Certo fa un po' specie vedere una delle celebrate Fang (per chi non lo sapesse Facebook, Amazon, Netflix e Google), che fino a mercoledì scambiava ai propri massimi storici in rialzo di oltre il 23% dall'inizio dell'anno, mettere a segno la maggiore perdita in una sessione della storia di Wall Street. Infatti dopo avere lasciato sul terreno il 24% nella seduta notturna di mercoledì, che ha fatto seguito alla pubblicazione dei risultati trimestrali, il giorno dopo sono stati lasciati sul terreno circa 119,5 miliardi di capitalizzazione borsistica, terminando in ribasso di circa il 19% rispetto alla chiusura diurna di mercoledì.
Ovviamente in termini percentuali si ricordano, nella storia dell'azionario statunitense, collassi ben più paurosi, ma una simile discesa non era mai successa per un titano di simili dimensioni. Contemporaneamente risultati non entusiasmanti hanno spinto anche Twitter (-18%) e Netflix (-5%) in territorio fortemente negativo. Specularmente Amazon, nonostante risultati inferiori alle attese per quanto riguarda il fatturato, ha riportato un Eps doppio rispetto alle attese degli investitori. Ciò ha spinto inizialmente l'azione del colosso guidato da Jeff Bezos in rialzo di oltre il 3%, per poi perdere nella sessione successiva tutto il terreno appena guadagnato.
È bene ribadire che non è il caso di trarre conclusioni generali da quelli che sono in fondo singole storie, anche se riguardano aziende che sono diventate le superstar assolute di questo decennio. I problemi in questo caso, però, sono due: il primo è che notoriamente se comincia a traballare la tecnologia e il growth in generale in Usa difficilmente il resto dei listini globali sarebbe in grado di reggersi a lungo. In questi giorni stiamo vedendo un po' di rotazione settoriale, ma di fronte a una crisi conclamata dell'It ci sarebbe ben poco da fare.
Il secondo problema è che gli investitori sembrano diventati sempre più esigenti: né Amazon, né Facebook, né Netflix (Twitter è una realtà con dinamiche diverse e già da anni con un minore potenziale di crescita) hanno pubblicato risultati men che ottimi. Per dire i profitti del numero uno dei social network sono saliti del 42% rispetto a un anno fa, mentre il fatturato è salito di oltre il 31%. È vero che sono calati gli utenti attivi giornalieri in Europa mentre in nord America sono rimasti stabili, però in altri contesti gli investitori non avrebbero reagito così.

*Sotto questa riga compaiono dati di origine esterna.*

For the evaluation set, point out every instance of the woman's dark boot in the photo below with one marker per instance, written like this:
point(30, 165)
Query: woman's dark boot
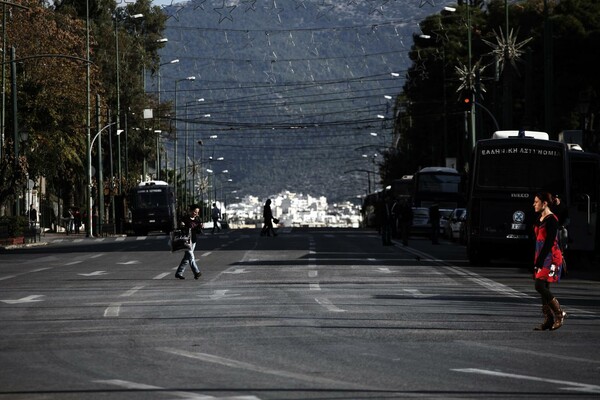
point(548, 319)
point(559, 314)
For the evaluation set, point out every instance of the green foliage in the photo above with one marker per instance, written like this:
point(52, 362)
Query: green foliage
point(51, 86)
point(432, 125)
point(16, 224)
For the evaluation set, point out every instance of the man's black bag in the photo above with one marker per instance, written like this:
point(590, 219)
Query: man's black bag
point(181, 240)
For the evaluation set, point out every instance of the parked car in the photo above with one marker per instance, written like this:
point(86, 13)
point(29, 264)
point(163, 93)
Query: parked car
point(454, 222)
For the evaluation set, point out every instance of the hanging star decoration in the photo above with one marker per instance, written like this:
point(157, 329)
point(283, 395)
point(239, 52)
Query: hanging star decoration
point(376, 6)
point(506, 49)
point(324, 9)
point(172, 11)
point(275, 11)
point(199, 4)
point(250, 5)
point(468, 77)
point(225, 12)
point(299, 4)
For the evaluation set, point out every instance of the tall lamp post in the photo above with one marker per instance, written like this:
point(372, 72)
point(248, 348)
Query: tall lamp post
point(185, 169)
point(189, 78)
point(89, 168)
point(118, 87)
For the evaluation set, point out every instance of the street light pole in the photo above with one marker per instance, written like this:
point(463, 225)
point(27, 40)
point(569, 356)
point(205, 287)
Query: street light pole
point(89, 168)
point(118, 90)
point(175, 61)
point(189, 78)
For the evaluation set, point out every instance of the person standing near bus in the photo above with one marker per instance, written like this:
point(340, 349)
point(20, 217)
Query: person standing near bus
point(548, 261)
point(268, 219)
point(216, 216)
point(192, 223)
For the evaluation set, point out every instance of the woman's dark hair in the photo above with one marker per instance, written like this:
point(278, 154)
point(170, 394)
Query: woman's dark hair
point(545, 196)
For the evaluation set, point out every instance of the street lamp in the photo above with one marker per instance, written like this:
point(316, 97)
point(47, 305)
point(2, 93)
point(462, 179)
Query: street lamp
point(89, 168)
point(118, 87)
point(175, 61)
point(189, 78)
point(185, 169)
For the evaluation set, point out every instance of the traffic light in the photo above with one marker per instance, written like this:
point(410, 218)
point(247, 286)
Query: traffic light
point(467, 100)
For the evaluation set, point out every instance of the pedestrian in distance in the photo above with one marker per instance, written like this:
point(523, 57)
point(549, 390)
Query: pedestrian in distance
point(216, 216)
point(406, 217)
point(268, 219)
point(434, 219)
point(548, 261)
point(32, 216)
point(561, 211)
point(190, 222)
point(387, 221)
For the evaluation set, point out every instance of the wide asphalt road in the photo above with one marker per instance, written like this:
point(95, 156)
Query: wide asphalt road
point(309, 314)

La realtà, non eccessivamente incoraggiante, è che il rally dell'high tech di questi anni sta diventando sempre più fragile in quanto si sta basando su aspettative sempre più elevate. Si potrebbe dire ormai che il pubblico degli investitori non chiede più temi growth bensì hyper-growth. Questo è un aspetto peraltro che vale la pena approfondire con analisi a se stanti.
Concludiamo introducendo un altro punto interessante: fra il 2015 e i primi mesi del 2016 l’S&P 500 Information Technology subì un drawdown di oltre il 15%, un quasi bear market da cui si riprese molto velocemente sull'onda di fondamentali economici generali in forte ripresa e settoriali in pieno boom. Questa esperienza del recente passato ci dice che al primo segnale concreto di rallentamento economico le conseguenze sarebbero pesanti.